The 58-year-old recalls the judge in the case saying the UK “surrendered our sovereignty to the European Union when we joined the common market in 1972”.

“That was the day, I do believe, the British public woke up to the fact this relationship we had with the EU – that we hadn’t been able to touch and poke up until now – probably they could understand it, they could feel it, they knew what it was like to go buy a pound of bananas and all of a sudden to be told that was being taken away,” he says.

The businessman says it was “such a dramatic coincidence that Sunderland is where the flames were first fanned” for Brexit, since the city went on to become the first place in the UK to vote Leave in the 2016 EU referendum.

“Because we are a provincial northeast city, very, very Eurosceptic anyway, we are one step, two steps, three steps removed from Westminster really... and we are probably suspicious of our own elective representatives in Westminster and wouldn’t trust them as well as the whole lot in Brussels,” he says.

Thoburn and Herron, who had known each other since the early 1990s, went on to wage a three-year legal battle against the greengrocer’s conviction.

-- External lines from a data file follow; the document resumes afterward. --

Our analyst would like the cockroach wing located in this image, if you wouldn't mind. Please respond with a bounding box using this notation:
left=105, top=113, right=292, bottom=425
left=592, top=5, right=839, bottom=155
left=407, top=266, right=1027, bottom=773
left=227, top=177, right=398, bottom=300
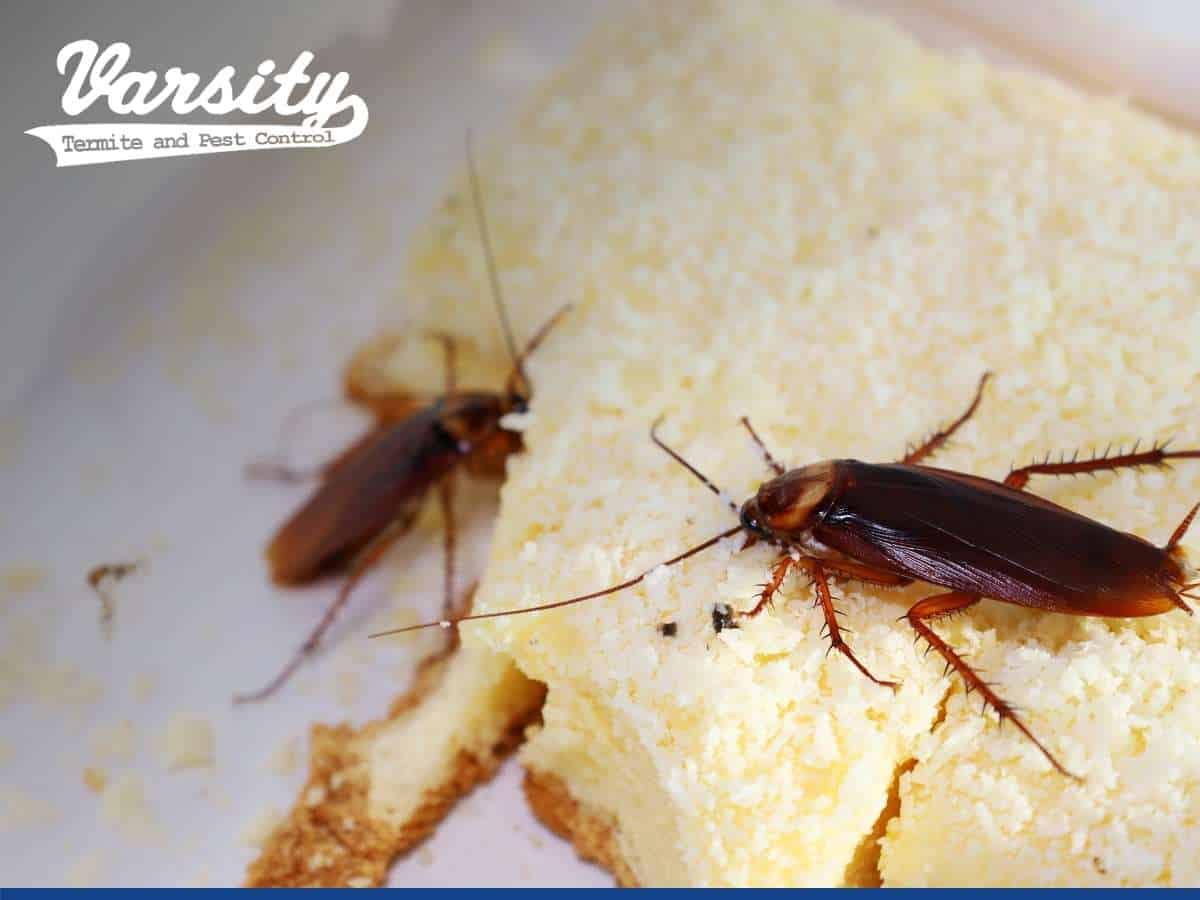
left=815, top=461, right=1179, bottom=617
left=266, top=407, right=459, bottom=585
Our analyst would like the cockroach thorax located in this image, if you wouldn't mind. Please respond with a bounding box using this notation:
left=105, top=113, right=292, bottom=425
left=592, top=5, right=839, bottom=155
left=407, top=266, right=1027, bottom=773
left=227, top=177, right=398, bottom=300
left=752, top=461, right=836, bottom=535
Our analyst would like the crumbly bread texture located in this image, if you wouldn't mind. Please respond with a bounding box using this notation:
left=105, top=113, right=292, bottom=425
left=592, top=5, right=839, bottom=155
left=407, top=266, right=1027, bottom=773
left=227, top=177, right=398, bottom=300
left=524, top=768, right=639, bottom=888
left=403, top=0, right=1200, bottom=886
left=245, top=645, right=544, bottom=886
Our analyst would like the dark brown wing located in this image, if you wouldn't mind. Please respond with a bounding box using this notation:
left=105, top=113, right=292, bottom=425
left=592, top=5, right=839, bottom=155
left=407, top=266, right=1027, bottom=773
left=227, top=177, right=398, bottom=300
left=814, top=461, right=1177, bottom=616
left=266, top=407, right=459, bottom=585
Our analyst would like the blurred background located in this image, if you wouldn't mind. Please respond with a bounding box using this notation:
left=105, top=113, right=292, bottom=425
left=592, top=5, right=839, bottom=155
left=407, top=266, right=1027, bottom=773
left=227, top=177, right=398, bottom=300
left=1, top=0, right=1199, bottom=886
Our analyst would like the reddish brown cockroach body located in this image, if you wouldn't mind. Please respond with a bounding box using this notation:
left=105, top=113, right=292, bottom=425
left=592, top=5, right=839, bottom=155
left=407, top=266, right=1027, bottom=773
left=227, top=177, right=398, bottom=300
left=375, top=373, right=1200, bottom=778
left=235, top=141, right=568, bottom=703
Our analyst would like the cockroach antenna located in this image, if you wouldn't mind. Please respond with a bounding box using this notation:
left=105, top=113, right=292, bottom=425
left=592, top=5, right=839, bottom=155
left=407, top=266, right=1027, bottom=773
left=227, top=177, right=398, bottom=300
left=368, top=524, right=742, bottom=638
left=651, top=417, right=739, bottom=513
left=466, top=131, right=525, bottom=392
left=369, top=418, right=743, bottom=639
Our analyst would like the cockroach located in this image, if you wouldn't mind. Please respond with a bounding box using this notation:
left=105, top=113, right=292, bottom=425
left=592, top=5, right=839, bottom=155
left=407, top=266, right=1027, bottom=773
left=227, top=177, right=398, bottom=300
left=374, top=373, right=1200, bottom=779
left=235, top=140, right=569, bottom=703
left=87, top=561, right=142, bottom=637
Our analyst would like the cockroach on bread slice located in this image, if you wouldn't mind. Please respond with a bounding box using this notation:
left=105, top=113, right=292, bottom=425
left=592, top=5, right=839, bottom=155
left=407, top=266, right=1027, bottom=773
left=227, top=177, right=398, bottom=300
left=235, top=138, right=569, bottom=703
left=376, top=373, right=1200, bottom=779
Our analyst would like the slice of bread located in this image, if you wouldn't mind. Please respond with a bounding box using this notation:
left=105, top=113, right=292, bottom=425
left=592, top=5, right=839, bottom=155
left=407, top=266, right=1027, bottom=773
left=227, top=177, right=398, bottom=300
left=401, top=0, right=1200, bottom=886
left=245, top=645, right=544, bottom=886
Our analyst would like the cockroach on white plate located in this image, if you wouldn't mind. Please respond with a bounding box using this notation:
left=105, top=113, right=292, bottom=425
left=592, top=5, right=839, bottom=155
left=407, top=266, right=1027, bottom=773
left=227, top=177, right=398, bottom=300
left=376, top=373, right=1200, bottom=778
left=236, top=140, right=568, bottom=703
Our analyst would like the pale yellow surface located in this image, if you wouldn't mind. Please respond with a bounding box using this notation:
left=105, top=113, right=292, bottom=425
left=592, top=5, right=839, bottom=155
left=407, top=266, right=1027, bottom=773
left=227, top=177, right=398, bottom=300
left=402, top=0, right=1200, bottom=886
left=366, top=646, right=542, bottom=828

“We used to sit in Steve’s office over at Southwick and I’d say, ‘Look at the bloody trouble you’re causing now,’ and he’d say, ‘All I want to do is to get my fucking scales back’,” says Herron.

Neil Herron pictured with a petition next to the European Court of Human Rights in August 2002
Neil Herron pictured with a petition next to the European Court of Human Rights in August 2002 (Jean-Marc Loos/Reuters)

But despite having the weight of the public, a number of newspapers and Ukip behind them, they failed to get the conviction overturned in the High Court and the House of Lords.

Now, more than 20 years on, with Britain’s recent departure from the EU, Boris Johnson looks set to make good on a promise from his 2019 manifesto to bring imperial units back to the UK’s shops.

The move will come too late for Thoburn, who died of a massive heart attack at the age of 39 in 2004, leaving behind his wife Leigh Thoburn, their two young children and his son from a previous relationship.

His wife Leigh also later died in 2016, aged 43.

The couple’s daughter, 24-year-old Georgia Thoburn, has now taken up the mantle in calling for her father and four other “metric martyrs” to be officially pardoned.

Greengrocers Colin Hunt and Julian Harman and fishmonger John Dove were all also later convicted in 2001 for selling produce in imperial measurements, while greengrocer Janet Devers was convicted in 2008.

A campaign for the group to be pardoned was launched on 4 July this year by Herron, Thoburn and her brother Jay Thoburn to coincide with the 21-year anniversary of the day the Trading Standards officers and police entered Thoburn’s stall.

Georgia Thoburn, who is now in her third year of a nursing degree, said the government’s recent announcement “completely vindicates” her father and the Metric Martyrs campaign.

“My dad was just an ordinary market trader who became an extraordinary, reluctant hero,” she says.

“My mam was his rock and supported him all the way despite the initial concerns.

“I have picked up the mantle and take forward the call for the pardon with Neil to finally clear my Dad’s name.”

Asked whether the stress of the conviction and being in the public eye may have contributed to Thoburn’s death, Herron says: “That’s what we will never know.

“We will not rest until Steve’s conviction is quashed.”